Marcos, his wife Imelda and an entourage of attorneys, doctors, nurses and other aides arrived in three cars at the federal office building in Honolulu. The Marcoses, riding in a station wagon, were driven past reporters into the parking garage of the building.
The couple spent more than three hours in the FBI office Friday, with Marcos showing up seated in a wheelchair and wearing a neck brace.
The FBI and attorneys for Marcos, 71, decided to extend the process of submitting the evidence over more than one session because of the deposed president’s frail health.
The taking of the detailed evidence is a “lengthy process,” said Ralph Gerardi, special agent in charge of the FBI office here.

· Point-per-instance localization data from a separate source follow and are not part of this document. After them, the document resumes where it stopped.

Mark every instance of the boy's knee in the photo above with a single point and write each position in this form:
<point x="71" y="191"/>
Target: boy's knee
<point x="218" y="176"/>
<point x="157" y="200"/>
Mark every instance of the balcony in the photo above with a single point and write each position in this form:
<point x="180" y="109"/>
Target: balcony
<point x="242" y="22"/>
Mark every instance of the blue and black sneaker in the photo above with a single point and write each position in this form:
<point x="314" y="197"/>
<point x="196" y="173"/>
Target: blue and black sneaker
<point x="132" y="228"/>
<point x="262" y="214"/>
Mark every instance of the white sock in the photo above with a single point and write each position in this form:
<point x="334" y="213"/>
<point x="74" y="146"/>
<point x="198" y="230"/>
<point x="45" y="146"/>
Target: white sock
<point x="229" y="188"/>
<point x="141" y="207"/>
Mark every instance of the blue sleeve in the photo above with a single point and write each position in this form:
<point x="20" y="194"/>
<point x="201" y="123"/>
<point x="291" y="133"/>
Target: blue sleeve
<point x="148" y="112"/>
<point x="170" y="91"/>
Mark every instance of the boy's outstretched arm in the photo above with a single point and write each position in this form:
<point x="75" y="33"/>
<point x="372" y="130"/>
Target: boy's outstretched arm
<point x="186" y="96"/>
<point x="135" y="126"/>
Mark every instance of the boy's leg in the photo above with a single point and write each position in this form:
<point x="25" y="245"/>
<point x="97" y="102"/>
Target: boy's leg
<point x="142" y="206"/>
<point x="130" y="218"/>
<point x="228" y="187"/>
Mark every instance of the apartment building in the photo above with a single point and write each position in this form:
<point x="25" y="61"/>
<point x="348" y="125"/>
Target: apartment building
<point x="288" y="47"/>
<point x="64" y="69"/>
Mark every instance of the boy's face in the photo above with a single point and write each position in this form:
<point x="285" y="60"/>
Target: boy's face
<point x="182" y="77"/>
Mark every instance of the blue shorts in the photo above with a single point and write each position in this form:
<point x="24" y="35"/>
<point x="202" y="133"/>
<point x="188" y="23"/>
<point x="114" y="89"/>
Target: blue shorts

During the initial session Friday, some handwriting samples were submitted, but fingerprints, palm prints and voice samples had yet to be taken, said Richard Hibey, an attorney for the Marcoses. The Marcoses were totally cooperative, he said.
The subpoenas also require Marcos to sign several blank forms authorizing several foreign financial institutions to give federal investigators records of the Marcoses’ transactions.
The Marcoses had refused to answer the subpoenas, but they agreed to submit after the Supreme Court upheld a contempt of court citation ordering them to comply.
The grand jury that issued the subpoenas indicted the Marcoses, five co-defendants and a Los Angeles bank Oct. 21 on federal fraud charges, accusing them of plundering the Philippine treasury of millions of dollars.
Imelda Marcos, 59, traveled to New York and pleaded innocent to the charges on Oct. 31. She is free on $5-million bond posted by her friend, reclusive tobacco heiress Doris Duke.